GM wants to boost Chevrolet's market-share in California by improving the customer experience.

Chevrolet wants to improve its market-share in California and is turning to Disney for some help.

The GM brand is holding classes on customer service for dealers at Disneyland in Anaheim, California and hoping the classic theme park can teach its staff how to better impress customers in the showroom.

"Disney has created a culture where they talk about how they are always on stage with their customer. Sometimes we take the customer for granted," says Chevy's VP for sales and service, Alan Batey.

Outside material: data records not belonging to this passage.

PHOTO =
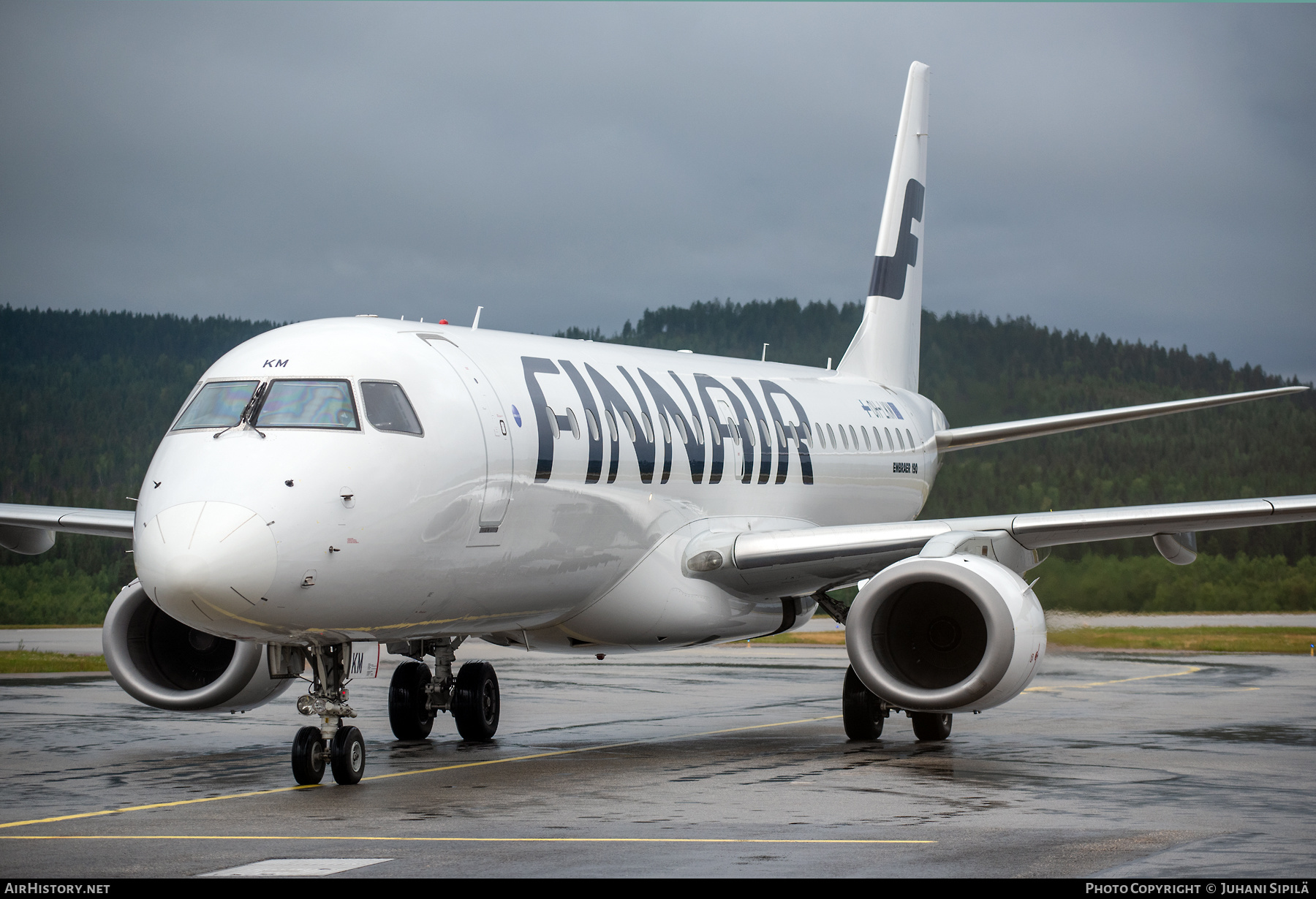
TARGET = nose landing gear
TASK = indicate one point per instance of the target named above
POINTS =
(416, 697)
(341, 746)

The Chevrolet brand has suffered for years in California from a poor image - rightly or wrongly - as a make that sells gas-guzzlers of bad quality.

In terms of passenger car sales, Chevy trails not only Asian brands such as Honda, Hyundai and Toyota in California, it is also behind relatively small-volume brand VW. Chevy trucks and SUVs do better, though, and have done so historically.

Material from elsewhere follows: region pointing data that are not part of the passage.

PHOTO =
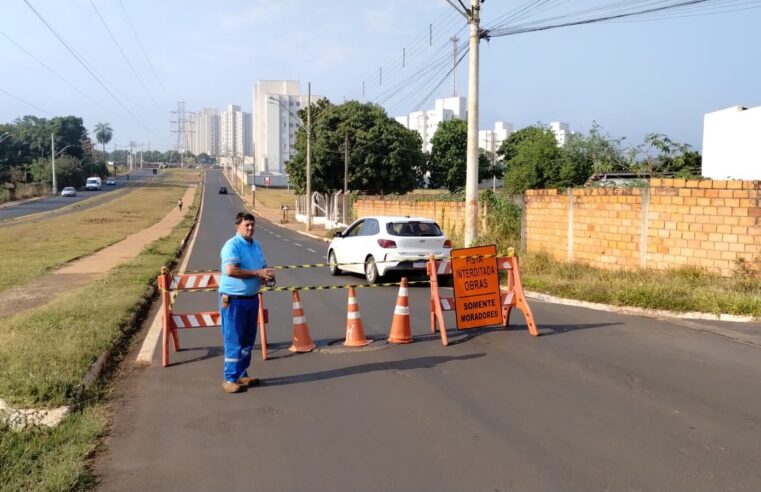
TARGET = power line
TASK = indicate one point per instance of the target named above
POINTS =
(86, 67)
(55, 73)
(124, 55)
(142, 48)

Chevrolet is using a three-pronged approach to growing sales in California. Apart from improving customer service, it is also introducing more fuel-efficient cars, such as the Chevy Volt, and upgrading dealer showrooms.

The Disney training is meant to impart on dealers how little niceties go a long way with customers. Thoughtful touches such as washing a car when it comes in for service and leaving a bottle of water in the cup-holder for the customer.

To fully implement its strategy, GM is spending between $60 million and $100 million over the next year on dealers who promise to stay with the brand for the next ten years.